Results: This psychoeducational intervention produced results that were similar to interventions reported in US and European studies with regard to changes on psychological measures. Moreover, many patients also reported (on the final day of the intervention) a decrease in seizure frequency. All patients reported that participating in the intervention was a positive experience. Also, all but one patient referred that the participation in the group would have a positive impact on their quality of life.

Conclusions: Psychoeducational interventions appear to have had positive results in Argentinian patients with PNES. This is initial step in the design of empirically based psychoeducational/supportive initiatives for patients in South America.

Epileptic Spasms in Individuals with Down Syndrome: a Review of the Current Literature

Critical review, published in Epilepsia Open

Epilepsy can occur in individuals with Down syndrome (DS), with epileptic spasms representing the most frequent seizure type in this population. Epileptic spasms are brief seizures characterized by bending of the trunk and bending/extension of the limbs. These types of seizures can have devastating consequences on the development of individuals with the condition. This review sought to explore the lifetime prevalence and underlying mechanism of epileptic spasms in this population. We also aimed to review the response rate to various treatments, the relapse rate, and the development of subsequent epilepsy or autism in this population.

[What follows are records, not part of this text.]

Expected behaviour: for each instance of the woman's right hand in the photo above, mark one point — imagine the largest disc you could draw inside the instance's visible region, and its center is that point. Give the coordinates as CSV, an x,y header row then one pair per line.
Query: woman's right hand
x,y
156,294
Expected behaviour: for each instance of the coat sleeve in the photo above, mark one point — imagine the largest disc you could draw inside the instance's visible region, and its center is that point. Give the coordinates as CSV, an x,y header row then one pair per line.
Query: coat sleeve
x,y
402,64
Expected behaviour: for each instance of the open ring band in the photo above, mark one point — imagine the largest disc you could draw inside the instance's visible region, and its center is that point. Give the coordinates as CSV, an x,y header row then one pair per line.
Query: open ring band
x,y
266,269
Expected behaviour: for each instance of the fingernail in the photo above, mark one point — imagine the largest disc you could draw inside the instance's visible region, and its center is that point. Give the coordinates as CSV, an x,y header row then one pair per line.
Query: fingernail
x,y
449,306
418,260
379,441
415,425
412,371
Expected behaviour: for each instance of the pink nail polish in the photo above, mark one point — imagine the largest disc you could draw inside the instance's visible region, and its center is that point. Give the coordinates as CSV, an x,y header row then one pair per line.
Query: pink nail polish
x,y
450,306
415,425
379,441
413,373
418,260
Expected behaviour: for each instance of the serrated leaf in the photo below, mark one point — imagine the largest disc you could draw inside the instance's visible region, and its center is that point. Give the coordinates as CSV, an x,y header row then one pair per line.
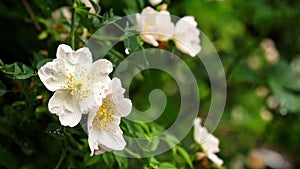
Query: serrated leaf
x,y
166,165
25,73
122,162
95,6
42,63
2,88
185,155
92,160
55,130
108,159
131,44
96,21
82,10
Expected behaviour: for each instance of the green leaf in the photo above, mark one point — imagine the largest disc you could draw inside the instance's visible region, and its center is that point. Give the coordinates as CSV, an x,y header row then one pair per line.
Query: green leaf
x,y
92,160
131,44
166,165
55,130
108,159
96,21
185,155
81,10
287,100
122,162
95,6
2,88
42,63
25,73
7,159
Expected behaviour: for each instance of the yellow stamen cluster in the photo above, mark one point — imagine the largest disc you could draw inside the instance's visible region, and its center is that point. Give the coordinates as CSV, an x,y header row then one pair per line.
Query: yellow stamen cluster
x,y
104,115
76,86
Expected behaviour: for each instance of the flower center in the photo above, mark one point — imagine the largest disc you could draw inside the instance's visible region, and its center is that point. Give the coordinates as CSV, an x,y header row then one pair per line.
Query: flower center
x,y
104,114
76,85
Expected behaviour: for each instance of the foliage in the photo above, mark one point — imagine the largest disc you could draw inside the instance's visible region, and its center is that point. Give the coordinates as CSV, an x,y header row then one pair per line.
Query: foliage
x,y
262,107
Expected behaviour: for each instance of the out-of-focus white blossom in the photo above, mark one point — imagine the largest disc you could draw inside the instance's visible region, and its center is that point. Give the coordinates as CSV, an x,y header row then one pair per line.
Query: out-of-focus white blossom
x,y
186,36
154,26
208,142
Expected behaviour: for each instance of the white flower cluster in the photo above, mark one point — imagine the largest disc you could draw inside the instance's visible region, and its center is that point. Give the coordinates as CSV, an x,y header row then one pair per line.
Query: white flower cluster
x,y
208,142
155,27
82,86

A comprehensive literature search was conducted for articles discussing the lifetime prevalence, diagnosis, treatment, outcomes, or underlying cause of epileptic spasms in animal models or individuals with DS. According to available literature, the global clinic-based lifetime prevalence of epilepsy in individuals with DS ranged from 1.6% to 23.1%, with epileptic spasms representing 6.7% to 66.7% of these cases.

Response rate to treatment with a specific steroid hormone was highest (81%) and has the most literature supporting its use, with other treatments, including vigabatrin (Sabril®) and other antiepileptic drugs, having lower response rates. Epileptic spasms occur more frequently in children with DS than in the general population, though more studies are needed to determine the true lifetime prevalence of epileptic spasms in this population. Generally, children with DS and epileptic spasms tend to be more responsive to treatment and have better outcomes than children with epileptic spasms of unknown cause, in terms of response and relapse rates, as well as the development of intractable epilepsy.